Cao, Jinrong (The University of Tokyo) | Liang, Yunfeng (The University of Tokyo) | Masuda, Yoshihiro (The University of Tokyo) | Koga, Hiroaki (Japan Oil, Gas and Metals National Corporation) | Tanaka, Hiroyuki (Japan Oil, Gas and Metals National Corporation) | Tamura, Kohei (Japan Oil, Gas and Metals National Corporation) | Takagi, Sunao (Japan Oil, Gas and Metals National Corporation) | Matsuoka, Toshifumi (Fukada Geological Institute)
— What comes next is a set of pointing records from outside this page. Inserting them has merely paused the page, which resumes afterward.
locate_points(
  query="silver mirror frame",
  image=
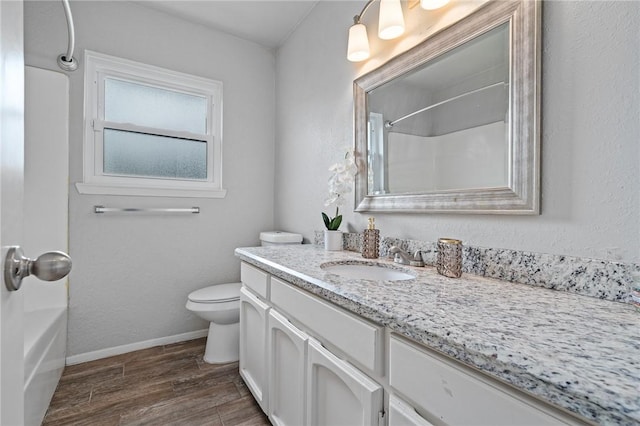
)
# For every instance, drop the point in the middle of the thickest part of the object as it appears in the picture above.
(522, 195)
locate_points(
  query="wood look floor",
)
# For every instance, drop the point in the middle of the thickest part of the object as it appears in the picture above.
(164, 385)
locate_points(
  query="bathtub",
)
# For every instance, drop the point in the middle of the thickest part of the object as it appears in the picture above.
(45, 342)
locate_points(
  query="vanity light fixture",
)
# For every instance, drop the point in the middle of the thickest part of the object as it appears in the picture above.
(390, 26)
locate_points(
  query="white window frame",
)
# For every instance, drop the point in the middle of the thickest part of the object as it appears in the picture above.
(98, 67)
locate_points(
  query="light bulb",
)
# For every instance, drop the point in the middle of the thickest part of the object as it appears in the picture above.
(358, 45)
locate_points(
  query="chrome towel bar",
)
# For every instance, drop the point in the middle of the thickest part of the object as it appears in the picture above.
(103, 209)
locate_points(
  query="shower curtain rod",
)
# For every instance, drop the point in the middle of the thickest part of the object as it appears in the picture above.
(67, 62)
(389, 124)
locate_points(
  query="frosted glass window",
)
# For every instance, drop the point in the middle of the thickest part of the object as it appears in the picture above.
(128, 102)
(139, 154)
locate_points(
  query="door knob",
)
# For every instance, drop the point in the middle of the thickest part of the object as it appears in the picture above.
(50, 266)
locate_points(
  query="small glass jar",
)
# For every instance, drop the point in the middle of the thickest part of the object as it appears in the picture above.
(449, 261)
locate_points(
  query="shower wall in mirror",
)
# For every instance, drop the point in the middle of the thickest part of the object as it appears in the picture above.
(452, 124)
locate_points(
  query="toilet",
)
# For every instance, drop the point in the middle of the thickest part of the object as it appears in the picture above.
(220, 305)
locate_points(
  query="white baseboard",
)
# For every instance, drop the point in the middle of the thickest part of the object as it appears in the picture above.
(104, 353)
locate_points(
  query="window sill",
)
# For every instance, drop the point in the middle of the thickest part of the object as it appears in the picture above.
(93, 189)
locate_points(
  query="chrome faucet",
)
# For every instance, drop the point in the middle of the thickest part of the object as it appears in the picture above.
(404, 258)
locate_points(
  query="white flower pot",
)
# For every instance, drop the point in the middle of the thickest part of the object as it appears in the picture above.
(332, 240)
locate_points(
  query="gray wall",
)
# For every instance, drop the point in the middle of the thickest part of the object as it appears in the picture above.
(132, 274)
(590, 132)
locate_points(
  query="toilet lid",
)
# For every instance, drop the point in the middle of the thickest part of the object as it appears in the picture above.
(217, 293)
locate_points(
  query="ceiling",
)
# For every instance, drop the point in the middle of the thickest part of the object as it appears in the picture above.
(266, 22)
In this paper, we present an improved method to predict the methane adsorption isotherm for a real shale sample using molecular dynamics (MD) simulation with a realistic kerogen model. We compare our simulation results both to the experiment and to the simulation results on the basis of a simple graphite model, and show how our procedure leads to the creation of more accurate adsorption isotherms of a shale sample at a wide range of pressure. A Marcellus shale sample was chosen as an example to demonstrate how to calculate the adsorption isotherms using MD simulations. Type II kerogen molecular model was selected for the dry gas window. The constructed bulk kerogen model contains mesopores (> 2 nm) and micropores (≤ 2 nm) inside. Ten different mesopore sizes of kerogen nanopore systems were constructed. According to the characteristics of methane density distribution in the simulation system, three regions can be clearly distinguished, free gas, adsorbed gas, and absorbed gas. We show that the adsorbed gas per unit pore volume increases with the pore size decreased. This is similar to previous molecular simulations with graphite model. For predicting the total adsorption isotherm of a real shale sample, both adsorbed and absorbed gas were considered. For the adsorption amount, the calculated adsorption isotherms were averaged based on pore size distribution of that Marcellus Shale sample. For nanopores smaller than 5 nm, we used total organic carbon (TOC) data to weight the absorption contribution in the kerogen bulk (i.e. inside the micropores). The total adsorption isotherm thus obtained from our simulations reproduced experiments very well. Importantly, kerogen model has overcome the difficulties of prediction using graphite models (i.e. an underestimation of adsorption under high pressure conditions) as documented in previous studies. Furthermore, we predicted the adsorption isotherms for higher temperatures. With the temperature increased, lower adsorption amount is predicted. The novelty of our improved method is that it is able to predict methane adsorption isotherm at a wide range of pressure for a shale sample by considering both adsorption in kerogen mesopores and absorption in kerogen bulk. It can be readily used for any shale sample, where the pore size distribution, porosity, and TOC are known. We remark that the above results and conclusion resulted from our simple assumption. Further discussion might be necessary.